Nora's response was even more earth-shattering:
["I don't believe that anymore!"]
Lionel felt Sophie beside him hold her breath. The entire Salle Richelieu was silent; only Nora's clear and firm voice echoed.
["I know most people would agree with you, and what the books say, too. But from now on, I can't just believe what most people say, or what the books say. I have to think things over myself and try to understand things."]
Finally, Nora spoke the line destined to be recorded in history:
["Right now, I only believe that first and foremost, I am a human being, just as much as you are—at least I must learn to be a human being."]
She put down her ring, picked up her luggage, and walked toward the door.
[Hermann called out in vain,
"Nora! Am I forever to be just a stranger to you?"

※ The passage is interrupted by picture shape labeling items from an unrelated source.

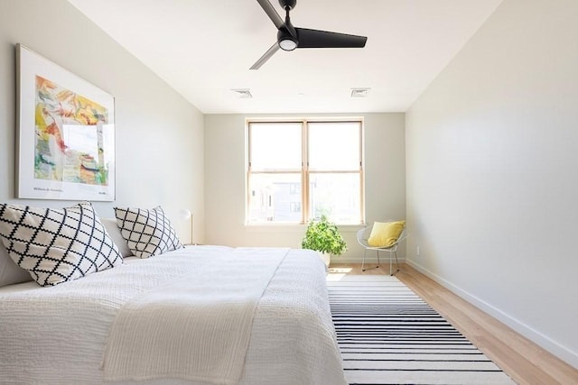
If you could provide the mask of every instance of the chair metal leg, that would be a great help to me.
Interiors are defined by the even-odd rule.
[[[396,272],[399,271],[399,262],[397,261],[397,252],[394,252],[394,256],[396,257],[396,266],[397,267],[397,270],[396,270]],[[394,275],[392,271],[392,262],[393,262],[393,258],[389,258],[389,275]]]

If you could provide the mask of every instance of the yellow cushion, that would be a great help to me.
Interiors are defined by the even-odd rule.
[[[389,247],[397,241],[405,225],[406,221],[375,222],[368,243],[373,247]]]

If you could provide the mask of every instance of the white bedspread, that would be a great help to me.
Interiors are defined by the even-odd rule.
[[[178,277],[202,273],[224,250],[230,249],[190,247],[55,287],[25,282],[0,288],[0,383],[103,383],[100,363],[119,309]],[[221,272],[228,270],[221,268]],[[207,384],[172,378],[138,383]],[[325,267],[315,252],[292,249],[278,266],[255,309],[238,383],[347,383]]]
[[[224,250],[126,303],[107,340],[105,380],[238,383],[257,302],[287,252]]]

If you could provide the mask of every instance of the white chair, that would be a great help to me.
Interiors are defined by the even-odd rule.
[[[363,261],[361,262],[361,270],[365,271],[365,257],[366,254],[368,253],[368,250],[375,250],[378,252],[378,266],[376,266],[376,269],[379,267],[379,252],[389,252],[389,275],[394,275],[393,272],[393,260],[394,258],[396,259],[396,265],[397,266],[397,270],[396,270],[396,272],[399,271],[399,262],[397,261],[397,246],[399,245],[399,243],[401,243],[406,238],[407,238],[407,235],[409,235],[409,232],[407,231],[407,227],[404,226],[404,229],[402,230],[401,234],[399,234],[399,237],[397,238],[397,240],[396,241],[396,243],[394,244],[392,244],[391,246],[387,246],[387,247],[376,247],[376,246],[370,246],[368,243],[368,239],[369,238],[369,235],[371,234],[371,229],[373,228],[373,225],[368,225],[359,231],[358,231],[358,243],[363,247],[364,251],[363,251]]]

Nora: "That will have to wait for a miracle of miracles."
"What do you mean, a miracle of miracles?"
"I mean, we would both have to change until—oh, Torvald, I no longer believe in miracles in this world."
"But I do! Go on! What would we both have to change into—?"
"Change until living together truly feels like being husband and wife. Goodbye."
She turned and walked out the door.
A heavy and distinct door slam sounded from backstage.
"Bang!"]
This sound was not particularly loud, yet it produced a deafening effect in the silent theatre.
It seemed not to resonate on the stage, but rather within the heart of every audience member, shattering something inherent that was taken for granted.
The curtain slowly fell.
Silence gripped the theatre for a full few seconds.
Then, like a volcano that had been building up pressure, applause, shouts, and arguments erupted simultaneously, intertwining into a chaotic wave of sound.
Some people stood up excitedly, applauding with flushed faces; others indignantly swept past, muttering about "indecency."
Most people remained in their seats, vehemently debating with their companions, their faces filled with shock and confusion.
Lionel sat quietly in the box, not applauding, nor joining any debate.
He, too, felt a shock, but it came not from the play itself, but from the immense reverberation the play was causing at this time and in this place.
All the theoretical analysis he knew from his past life seemed pale in comparison to experiencing this historical live performance.
Lionel genuinely felt the immense destructive power contained beneath Ibsen's calm narrative.